Some argue that the law in Hebrews 7:12 refers to the Law of Moses and has no bearing on tithing. Paul supposedly stated this to demonstrate the superiority of Christ's priesthood over the Levitical. It makes little sense to exclude tithing from the subject of this chapter when tithing is mentioned three times. And if the chapter is talking about the Law of Moses only, why is tithing specifically mentioned? The fact is: Even if tithing had not been mentioned in this chapter, the Law of Moses includes tithing! Paul says the priesthood was transferred to Melchisedek including the right to receive the tithes. They were given to the Levites, but now have been returned to Christ! He is our eternal, everliving High Priest who guides and directs His Church today through His chosen ministers.

Melchisedek was a tithe-receiving priest. So is Christ. The New Testament ministry is His ministry. Hebrews 7 does not abolish tithing. Rather, it substantiates the perpetuity of the priesthood of Melchisedek—an everlasting priesthood. Jesus, the great High Priest in heaven, seated at the right hand of God the Father (Heb. 4:14) guides and directs His true Church today. He uses a ministry to do His work. When we give to the Church, we give to Christ. The priesthood of Christ is the restored priesthood of Melchisedek. Tithing is an act of worship. All true worship of God is voluntary. This is the basis of the New Testament administration. And, it should be the basis of our tithing today.

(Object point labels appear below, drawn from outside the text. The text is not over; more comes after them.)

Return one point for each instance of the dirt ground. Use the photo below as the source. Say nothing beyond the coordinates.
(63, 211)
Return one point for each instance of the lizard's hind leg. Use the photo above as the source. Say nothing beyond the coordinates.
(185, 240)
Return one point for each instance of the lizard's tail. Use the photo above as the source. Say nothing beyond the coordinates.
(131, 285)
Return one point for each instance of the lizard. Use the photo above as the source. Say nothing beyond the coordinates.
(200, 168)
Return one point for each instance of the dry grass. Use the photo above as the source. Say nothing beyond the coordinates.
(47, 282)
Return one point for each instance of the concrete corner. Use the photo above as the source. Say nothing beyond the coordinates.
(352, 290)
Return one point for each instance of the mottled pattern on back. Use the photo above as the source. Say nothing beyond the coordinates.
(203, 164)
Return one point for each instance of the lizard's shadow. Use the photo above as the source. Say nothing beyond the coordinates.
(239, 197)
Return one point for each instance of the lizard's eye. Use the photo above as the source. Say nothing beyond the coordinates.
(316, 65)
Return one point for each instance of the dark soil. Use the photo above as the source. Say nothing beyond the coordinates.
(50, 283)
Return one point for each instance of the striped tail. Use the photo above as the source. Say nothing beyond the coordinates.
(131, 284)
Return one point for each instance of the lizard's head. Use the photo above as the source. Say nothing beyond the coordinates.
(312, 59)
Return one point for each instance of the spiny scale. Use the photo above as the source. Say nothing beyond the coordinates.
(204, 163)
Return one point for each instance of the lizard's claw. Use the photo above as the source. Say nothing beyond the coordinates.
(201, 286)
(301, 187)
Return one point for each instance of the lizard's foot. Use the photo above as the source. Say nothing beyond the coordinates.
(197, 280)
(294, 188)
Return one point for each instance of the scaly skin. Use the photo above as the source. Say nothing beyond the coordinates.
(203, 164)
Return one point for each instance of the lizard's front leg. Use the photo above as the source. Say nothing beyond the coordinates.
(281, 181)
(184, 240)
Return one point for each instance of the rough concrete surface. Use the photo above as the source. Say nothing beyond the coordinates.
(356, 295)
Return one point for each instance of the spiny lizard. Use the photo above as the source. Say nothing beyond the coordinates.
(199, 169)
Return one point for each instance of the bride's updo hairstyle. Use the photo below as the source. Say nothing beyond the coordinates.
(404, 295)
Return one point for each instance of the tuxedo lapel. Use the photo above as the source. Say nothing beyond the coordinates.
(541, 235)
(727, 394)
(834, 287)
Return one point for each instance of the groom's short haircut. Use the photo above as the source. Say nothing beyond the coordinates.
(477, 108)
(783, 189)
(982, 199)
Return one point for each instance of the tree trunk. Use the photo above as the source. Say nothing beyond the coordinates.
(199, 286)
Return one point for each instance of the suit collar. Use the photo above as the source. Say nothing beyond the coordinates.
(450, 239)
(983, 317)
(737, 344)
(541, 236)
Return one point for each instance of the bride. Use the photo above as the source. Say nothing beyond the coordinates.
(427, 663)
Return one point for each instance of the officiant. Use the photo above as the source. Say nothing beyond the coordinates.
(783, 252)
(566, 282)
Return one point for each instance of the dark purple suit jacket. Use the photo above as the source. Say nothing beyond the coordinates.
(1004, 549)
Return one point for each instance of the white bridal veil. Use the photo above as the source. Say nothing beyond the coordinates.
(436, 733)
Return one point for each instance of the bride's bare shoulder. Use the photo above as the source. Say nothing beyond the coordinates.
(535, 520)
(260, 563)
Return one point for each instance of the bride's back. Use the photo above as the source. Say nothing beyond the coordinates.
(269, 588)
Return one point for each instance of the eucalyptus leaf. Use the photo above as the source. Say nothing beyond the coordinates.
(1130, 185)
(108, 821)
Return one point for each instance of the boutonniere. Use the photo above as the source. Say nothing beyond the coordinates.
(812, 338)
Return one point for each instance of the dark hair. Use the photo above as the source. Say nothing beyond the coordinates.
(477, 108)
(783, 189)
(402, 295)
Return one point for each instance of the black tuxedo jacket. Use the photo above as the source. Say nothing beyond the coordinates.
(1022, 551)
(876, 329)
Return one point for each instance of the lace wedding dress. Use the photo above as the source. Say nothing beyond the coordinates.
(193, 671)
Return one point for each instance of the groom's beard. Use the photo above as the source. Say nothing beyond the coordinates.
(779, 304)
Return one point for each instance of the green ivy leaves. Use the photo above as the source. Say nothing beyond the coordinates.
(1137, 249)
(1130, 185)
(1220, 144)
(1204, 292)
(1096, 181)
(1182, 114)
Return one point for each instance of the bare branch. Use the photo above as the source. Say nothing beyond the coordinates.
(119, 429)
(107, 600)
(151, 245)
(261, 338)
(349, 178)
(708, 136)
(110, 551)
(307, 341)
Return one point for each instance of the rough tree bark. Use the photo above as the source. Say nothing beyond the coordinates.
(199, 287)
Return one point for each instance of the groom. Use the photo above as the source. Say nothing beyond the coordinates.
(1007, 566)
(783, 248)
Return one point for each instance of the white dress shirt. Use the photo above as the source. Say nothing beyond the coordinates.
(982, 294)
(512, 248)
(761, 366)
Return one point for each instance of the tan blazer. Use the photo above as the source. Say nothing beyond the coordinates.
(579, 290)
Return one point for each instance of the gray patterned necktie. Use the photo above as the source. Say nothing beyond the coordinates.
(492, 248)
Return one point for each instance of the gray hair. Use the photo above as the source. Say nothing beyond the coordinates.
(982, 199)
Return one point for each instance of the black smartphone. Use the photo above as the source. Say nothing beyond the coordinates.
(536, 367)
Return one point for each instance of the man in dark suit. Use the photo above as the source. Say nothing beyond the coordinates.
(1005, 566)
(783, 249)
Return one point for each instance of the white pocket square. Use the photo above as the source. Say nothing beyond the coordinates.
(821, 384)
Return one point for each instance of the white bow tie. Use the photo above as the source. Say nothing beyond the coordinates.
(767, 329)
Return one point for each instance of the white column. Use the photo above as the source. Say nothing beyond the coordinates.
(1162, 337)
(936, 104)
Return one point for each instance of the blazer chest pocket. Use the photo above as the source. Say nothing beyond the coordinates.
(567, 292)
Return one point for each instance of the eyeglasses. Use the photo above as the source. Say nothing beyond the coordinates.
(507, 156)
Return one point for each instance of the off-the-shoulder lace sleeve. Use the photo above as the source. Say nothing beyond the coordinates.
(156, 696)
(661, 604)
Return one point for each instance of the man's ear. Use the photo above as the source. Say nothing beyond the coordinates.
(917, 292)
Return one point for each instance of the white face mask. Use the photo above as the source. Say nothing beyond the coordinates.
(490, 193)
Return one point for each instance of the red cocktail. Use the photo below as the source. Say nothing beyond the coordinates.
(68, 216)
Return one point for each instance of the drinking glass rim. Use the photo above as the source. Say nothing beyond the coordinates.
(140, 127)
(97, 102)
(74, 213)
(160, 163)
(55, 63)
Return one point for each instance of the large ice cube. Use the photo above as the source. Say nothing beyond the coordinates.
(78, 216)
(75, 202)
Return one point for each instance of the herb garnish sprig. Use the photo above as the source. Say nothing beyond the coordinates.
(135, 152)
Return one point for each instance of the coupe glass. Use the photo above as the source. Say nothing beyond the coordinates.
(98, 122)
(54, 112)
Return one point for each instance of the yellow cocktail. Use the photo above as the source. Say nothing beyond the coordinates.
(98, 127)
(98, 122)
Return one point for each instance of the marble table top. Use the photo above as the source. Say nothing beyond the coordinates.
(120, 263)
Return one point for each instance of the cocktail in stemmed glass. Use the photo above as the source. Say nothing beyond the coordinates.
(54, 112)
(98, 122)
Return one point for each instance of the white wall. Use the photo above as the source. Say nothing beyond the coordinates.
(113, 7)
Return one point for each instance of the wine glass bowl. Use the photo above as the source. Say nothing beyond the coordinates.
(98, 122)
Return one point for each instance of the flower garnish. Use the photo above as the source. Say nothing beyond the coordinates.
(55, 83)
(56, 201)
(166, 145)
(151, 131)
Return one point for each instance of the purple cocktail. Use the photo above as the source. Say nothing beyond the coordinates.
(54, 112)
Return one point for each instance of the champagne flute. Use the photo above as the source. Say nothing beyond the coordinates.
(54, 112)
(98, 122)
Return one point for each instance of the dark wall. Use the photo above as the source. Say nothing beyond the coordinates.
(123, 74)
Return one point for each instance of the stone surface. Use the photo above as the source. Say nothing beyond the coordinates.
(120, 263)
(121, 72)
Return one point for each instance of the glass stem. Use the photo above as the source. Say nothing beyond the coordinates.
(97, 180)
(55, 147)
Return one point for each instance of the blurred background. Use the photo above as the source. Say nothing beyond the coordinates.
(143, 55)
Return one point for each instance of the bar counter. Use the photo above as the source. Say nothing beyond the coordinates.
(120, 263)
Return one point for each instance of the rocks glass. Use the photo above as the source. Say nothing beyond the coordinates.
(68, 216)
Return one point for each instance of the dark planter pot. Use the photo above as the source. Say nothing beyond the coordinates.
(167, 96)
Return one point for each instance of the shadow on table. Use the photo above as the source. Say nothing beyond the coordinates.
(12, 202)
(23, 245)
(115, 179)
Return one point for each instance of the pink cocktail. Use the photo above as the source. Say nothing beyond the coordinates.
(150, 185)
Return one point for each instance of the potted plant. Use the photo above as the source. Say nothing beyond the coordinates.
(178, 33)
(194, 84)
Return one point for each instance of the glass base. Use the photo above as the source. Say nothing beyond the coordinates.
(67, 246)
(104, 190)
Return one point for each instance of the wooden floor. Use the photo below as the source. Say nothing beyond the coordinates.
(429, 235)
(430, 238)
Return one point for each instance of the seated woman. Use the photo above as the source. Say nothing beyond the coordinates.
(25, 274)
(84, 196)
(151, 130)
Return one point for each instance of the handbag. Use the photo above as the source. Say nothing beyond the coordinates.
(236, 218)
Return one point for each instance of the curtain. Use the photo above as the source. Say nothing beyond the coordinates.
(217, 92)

Some will continue to insist there is no tithing law today, that we come under the principle of "Christian giving." Whatever the view one holds, this fact is certain: Every instruction regarding tithing in the Bible clearly reveals that God claims the tithe as His. Those who adhere to the belief of "Christian giving" must surely acknowledge that nowhere, in either the Old or New Testament, does God endorse a tithe figure of less than ten percent. Those Christian givers, who wish to abound, will not hesitate to recognize this.

How did the people of Israel rob God? In tithes and offerings (Mal. 3:8). If an attitude of voluntary cheerfulness is not there, it makes little difference, however, whether one adheres to the principle of Christian giving, or to the principle of tithing. When it comes to contributions, the Apostle Paul instructs, "But this I say, He which soweth sparingly shall reap also sparingly; and he which soweth bountifully shall reap also bountifully. Every man according as he purposeth in his heart, so let him give; not grudgingly, or of necessity: for God loveth a cheerful giver" (2 Cor. 9:6–7).